Fine-Tuning LLMs

When RAG isn't enough and you actually need to teach the model something new. How to decide, how to do it, and what it'll cost you.

LLMs & Generative AI intermediate #llms #fine-tuning #lora #peft
Prereqs: Transformer basics, PyTorch basics

The question you should ask first

Do you actually need to fine-tune?

  • Need to inject facts the model doesn’t know? → RAG first. Cheaper, faster, easier to update.
  • Need a specific output format or style the model keeps violating? → Better prompts and few-shot examples first.
  • Need lower latency or cost at high volume? → Fine-tuning might help (smaller, specialized model).
  • Need the model to learn a completely new task or domain language? → Fine-tuning is probably the right tool.
  • Compliance requires an on-prem model you control end-to-end? → Fine-tuning is the right tool.

Most teams that ask “should we fine-tune?” should not fine-tune. Start with RAG and prompting.

The fine-tuning spectrum

From cheapest to most expensive:

  1. Prompt tuning / soft prompts — learn a few continuous prompt vectors. Rare in practice now.
  2. LoRA / QLoRA (adapter-based) — freeze the base model, train small low-rank matrices. 99% of modern fine-tuning.
  3. Full fine-tuning — update all weights. Expensive, rarely worth it.
  4. Continued pre-training — feed the model a huge domain corpus before any instruction tuning. Only useful when the base model has weak coverage of your domain.

LoRA in one paragraph

Instead of updating the weight matrix W directly, you add two small matrices A and B such that the new weight is W + BA, where A and B are much smaller than W. You train A and B while W stays frozen.
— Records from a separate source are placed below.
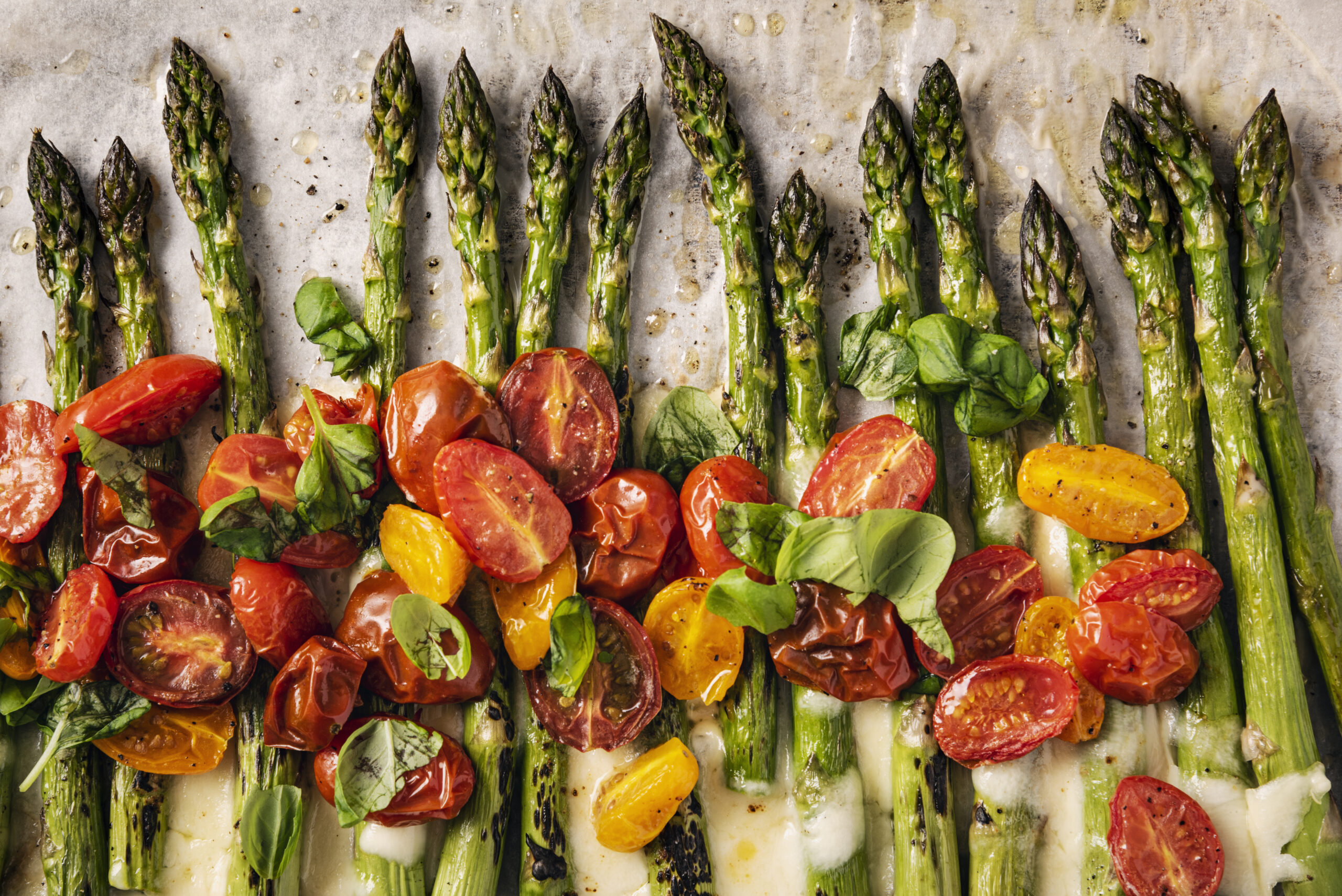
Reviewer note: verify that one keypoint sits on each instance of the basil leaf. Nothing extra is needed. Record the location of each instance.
(686, 429)
(418, 624)
(270, 827)
(371, 767)
(120, 472)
Result: you update a tiny fraction of the total parameters, saving memory and compute, and you can swap different LoRA adapters on top of the same base model. For most supervised fine-tuning, LoRA gets you 95% of the full fine-tuning quality at 5% of the cost.

QLoRA adds 4-bit quantization of the base model on top, so you can fine-tune a 70B model on a single A100.

The data matters more than the method

Quality of your training examples will determine 80% of the outcome. You can have perfect hyperparameters and still get a worse model than the base if your data is noisy.

Rules of thumb:

  • For instruction tuning: 500-5,000 high-quality (prompt, response) pairs often beat 50,000 scraped ones.
  • For classification: a few hundred per class is a reasonable starting point.
  • Always hold out an eval set before you start iterating.
  • Write the eval prompts first. If you can’t articulate what “good” looks like, fine-tuning won’t fix it.

The tooling

  • HuggingFace transformers + peft + trl — the standard open-weight fine-tuning stack.
  • Axolotl — a config-driven wrapper that’s easier for small teams.
  • OpenAI fine-tuning API — easiest possible path for GPT-3.5/4 fine-tuning if you can’t self-host.
  • Together, Fireworks, Modal — cloud fine-tuning for open models without managing GPUs.

The mistakes that cost you a week

  1. Overfitting on too few examples. Train for too many epochs on 200 rows and the model forgets everything else.
  2. Catastrophic forgetting. Fine-tune on just your domain and the model loses general capability. Mix in some general instructions.
  3. Evaluating on the training distribution. You’ll think it’s amazing; users will find it’s brittle.
  4. Forgetting to set a seed. You can’t reproduce your best run.

Cost reality check

  • LoRA on a 7B model with 1,000 examples: $5-20 on spot GPUs.
  • Full fine-tuning of a 7B model: $100-500 per run.
  • Fine-tuning a 70B model: budget-dependent, start small.
  • Iteration count to get something decent: usually 5-20 runs. Budget accordingly.